CPT / README.md

Update README.md

112add6 over 1 year ago

No virus

3.61 kB

	---
	language: en
	---
	# CPT

	This repository contains the code and pre-trained models for our EMNLP'22 paper [Continual Training of Language Models for Few-Shot Learning](https://arxiv.org/abs/2210.05549) by <a href="https://vincent950129.github.io/"> Zixuan Ke</a>, <a href="https://linhaowei1.github.io/">Haowei Lin</a>, <a href="https://shaoyijia.github.io/">Yijia Shao</a>, <a href="https://howardhsu.github.io/">Hu Xu</a>, <a href="https://leishu02.github.io/">Lei Shu</a>, and <a href="https://www.cs.uic.edu/~liub/">Bing Liu</a>.

	## Requirements

	First, install PyTorch by following the instructions from [the official website](https://pytorch.org).

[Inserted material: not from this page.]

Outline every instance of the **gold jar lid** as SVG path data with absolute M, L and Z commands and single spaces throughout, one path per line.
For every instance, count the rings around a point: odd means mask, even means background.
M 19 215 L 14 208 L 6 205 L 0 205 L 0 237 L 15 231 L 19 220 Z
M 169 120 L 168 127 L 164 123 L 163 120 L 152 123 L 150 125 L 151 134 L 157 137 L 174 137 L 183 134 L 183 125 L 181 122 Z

To faithfully reproduce our results, please use the correct `1.7.0` version corresponding to your platforms/CUDA versions. PyTorch version higher than `1.7.0` should also work. For example, if you use Linux and CUDA11 ([how to check CUDA version](https://varhowto.com/check-cuda-version/)), install PyTorch by the following command,

	```bash
	pip install torch==1.7.0+cu110 -f https://download.pytorch.org/whl/torch_stable.html
	```

	If you instead use CUDA `<11` or CPU, install PyTorch by the following command,

	```bash
	pip install torch==1.7.0
	```

	Then run the following script to install the remaining dependencies,

	```bash
	pip install -r requirements.txt
	```

	Attention: Our model is based on `transformers==4.11.3` and `adapter-transformers==2.2.0`. Using them from other versions may cause some unexpected bugs.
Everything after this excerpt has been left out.